Project

General

Profile

Actions

Backport #8165

closed

Problems with require

Added by Krugloff (Alexandr Kruglov) about 11 years ago. Updated almost 11 years ago.


Description

Require doesn't work correctly if path contains cyrillic.

require '/home/mak/test.rb' #-> true
require '/home/mak/test.rb' #-> false

require '/home/mak/Проекты/test.rb' #-> true
require '/home/mak/Проекты/test.rb' #-> true


Files

0001-load.c-fix-require-with-non-ascii-path.patch (3.43 KB) 0001-load.c-fix-require-with-non-ascii-path.patch h.shirosaki (Hiroshi Shirosaki), 03/29/2013 07:26 PM

Updated by luislavena (Luis Lavena) about 11 years ago

  • Status changed from Open to Feedback

Hello,

Please provide more details of the platform/OS, version and filesystem used.

Thank you.

Updated by mame (Yusuke Endoh) about 11 years ago

  • Status changed from Feedback to Assigned
  • Assignee set to tarui (Masaya Tarui)
  • Target version set to 2.1.0

It reproduces on my Ubuntu 12.10 with ext4 filesystem.

$ cat t.rb

coding: UTF-8

p require("/home/mame/あいうえお/test.rb")
p require("/home/mame/あいうえお/test.rb")
p require("/home/mame/あいうえお/test.rb")
p(*$")

$ ruby -v t.rb
ruby 2.0.0p0 (2013-02-24 revision 39474) [x86_64-linux]
true
true
true
"enumerator.so"
snip
"/home/mame/あいうえお/test.rb"
"/home/mame/あいうえお/test.rb"
"/home/mame/あいうえお/test.rb"

$ ruby-1.9.3-p392 -v t.rb
ruby 1.9.3p392 (2013-02-22 revision 39386) [x86_64-linux]
true
false
false
"enumerator.so"
snip
"/home/mame/あいうえお/test.rb"

I guess this is related to the performance improvement of require in 2.0.0.
Tarui-san or Shirosaki-san, do you have any idea?

--
Yusuke Endoh

Updated by funny_falcon (Yura Sokolov) about 11 years ago

This is occasionally fixed in trunk by https://bugs.ruby-lang.org/issues/8048 ,
by de-abusing Ruby Strings and using plain C strings.

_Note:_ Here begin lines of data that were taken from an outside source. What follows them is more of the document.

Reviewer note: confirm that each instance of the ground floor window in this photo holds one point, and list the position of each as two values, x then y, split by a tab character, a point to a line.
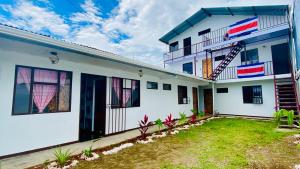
252	94
40	90
182	95
125	93
152	85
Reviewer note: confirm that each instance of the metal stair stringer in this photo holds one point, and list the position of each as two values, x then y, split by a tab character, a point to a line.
226	61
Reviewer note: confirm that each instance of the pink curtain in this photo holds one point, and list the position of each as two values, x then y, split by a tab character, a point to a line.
47	76
126	96
63	77
24	76
42	95
134	84
116	86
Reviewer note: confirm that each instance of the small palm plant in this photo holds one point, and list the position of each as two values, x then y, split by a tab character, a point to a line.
290	117
62	157
169	123
159	124
144	126
182	119
201	113
88	152
284	113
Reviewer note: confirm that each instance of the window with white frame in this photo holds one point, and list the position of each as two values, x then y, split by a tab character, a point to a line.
39	90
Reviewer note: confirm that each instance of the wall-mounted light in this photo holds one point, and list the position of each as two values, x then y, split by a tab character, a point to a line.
54	57
140	73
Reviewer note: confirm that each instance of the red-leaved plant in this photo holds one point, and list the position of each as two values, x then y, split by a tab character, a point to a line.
144	126
193	119
169	123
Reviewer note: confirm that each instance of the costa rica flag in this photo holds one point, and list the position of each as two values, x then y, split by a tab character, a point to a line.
253	70
243	27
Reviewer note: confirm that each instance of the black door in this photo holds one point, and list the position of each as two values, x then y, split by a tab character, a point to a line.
280	56
92	107
187	50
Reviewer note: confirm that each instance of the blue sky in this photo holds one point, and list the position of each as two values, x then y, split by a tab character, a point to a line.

Also backported version of https://bugs.ruby-lang.org/issues/8158 fixes this too,
cause it removes string comparison at all.

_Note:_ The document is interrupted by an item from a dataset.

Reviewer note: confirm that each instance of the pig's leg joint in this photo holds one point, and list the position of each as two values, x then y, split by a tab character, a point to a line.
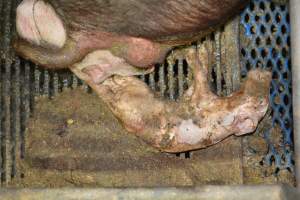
38	23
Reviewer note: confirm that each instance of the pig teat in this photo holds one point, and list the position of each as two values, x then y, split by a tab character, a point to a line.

Updated by h.shirosaki (Hiroshi Shirosaki) about 11 years ago

It seems short_feature is not proper if the path contains non-ascii characters.
rb_str_substr() would look up string position per character, not per byte. rb_str_subseq() seems to work for non-ascii.

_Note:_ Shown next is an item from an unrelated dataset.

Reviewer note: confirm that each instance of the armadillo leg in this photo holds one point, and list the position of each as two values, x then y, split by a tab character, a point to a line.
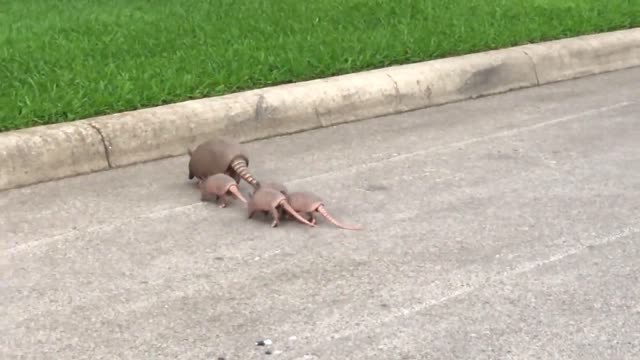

diff --git a/load.c b/load.c
index 7c69461..dab493d 100644
--- a/load.c
+++ b/load.c
@@ -247,16 +247,16 @@ features_index_add(VALUE feature, VALUE offset)
if (p < feature_str)
break;
/* Now *p == '/'. We reach this point for every '/' in feature. */

  • short_feature = rb_str_substr(feature, p + 1 - feature_str, feature_end - p - 1);
  • short_feature = rb_str_subseq(feature, p + 1 - feature_str, feature_end - p - 1);
    features_index_add_single(short_feature, offset);
    if (ext) {
  •   short_feature = rb_str_substr(feature, p + 1 - feature_str, ext - p - 1);
    
  •   short_feature = rb_str_subseq(feature, p + 1 - feature_str, ext - p - 1);
      features_index_add_single(short_feature, offset);
    
    }
    }
    features_index_add_single(feature, offset);
    if (ext) {
  • short_feature = rb_str_substr(feature, 0, ext - feature_str);
  • short_feature = rb_str_subseq(feature, 0, ext - feature_str);
    features_index_add_single(short_feature, offset);
    }
    }

Updated by h.shirosaki (Hiroshi Shirosaki) almost 11 years ago

One more issue seems string encoding.
When looking up a feature name in rb_feature_p(), encoding information lacks.
So `short_feature' should not have encoding.
If encoding of the two non-ascii strings is different, hash value would be different.

load.c: rb_feature_p()

feature_val = rb_str_new(feature, len); // not have encoding

this_feature_index = rb_hash_lookup(features_index, feature_val);

I've attached a patch. Tested on both trunk and 2.0.0 branch.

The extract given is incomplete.